Nel frattempo cresceva il numero di estimatori dei vini Bolla. Nel 1958 Frank Sinatra rifiutò di mettersi a tavola senza il Soave Bolla. D’altronde anche Gabriele D’Annunzio, come racconta Antonio Gioco, chef del ristorante Dodici Apostoli di Verona, voleva sempre in tavola “lo ambrato vin delle cantine Bolla”.
Gli estimatori dei vini Bolla crescono e anche il mondo del cinema contribuisce al suo successo. Nel 1967, la multinazionale Brown-Forman Corporation (proprietaria di marchi quali Jack Daniel’s e Tuaca), con sede in Kentucky (USA), divenne il distributore di Bolla per il mercato americano, quattro anni più tardi acquistò il 40 per cento del brand e nel 2000 il 100 per cento.

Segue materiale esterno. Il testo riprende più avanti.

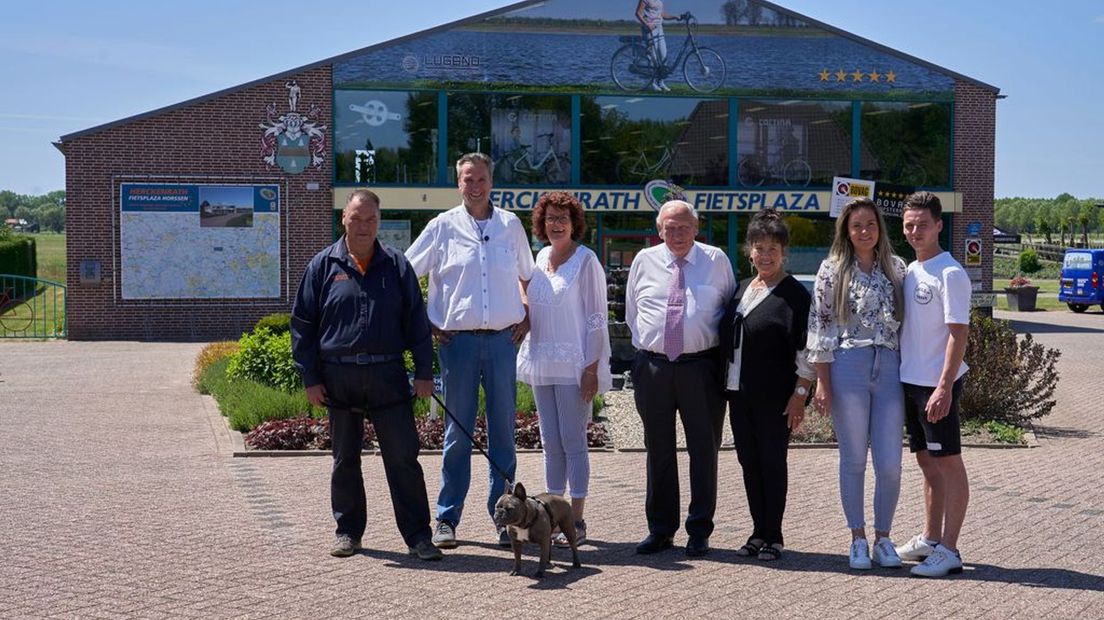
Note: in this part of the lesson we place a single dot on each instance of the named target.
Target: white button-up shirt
(709, 286)
(473, 276)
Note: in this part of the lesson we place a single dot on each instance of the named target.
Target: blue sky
(71, 65)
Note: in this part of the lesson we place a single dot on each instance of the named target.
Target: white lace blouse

Ma le radici culturali non si dimenticano: alla fine del 2006, il Gruppo Italiano Vini (GIV), compra la cantina di Pedemonte, continua la produzione dei vini Bolla e diventa distributore per il mercato italiano, mentre nel 2009 acquisisce il 100 per cento del marchio da Brown-Forman e Banfi Vintners, della famiglia Mariani, diventa partner esclusivo per il mercato USA. Grazie al GIV, oggi l’avventura continua, contribuendo alla valorizzazione dei territori a cui questo patrimonio appartiene.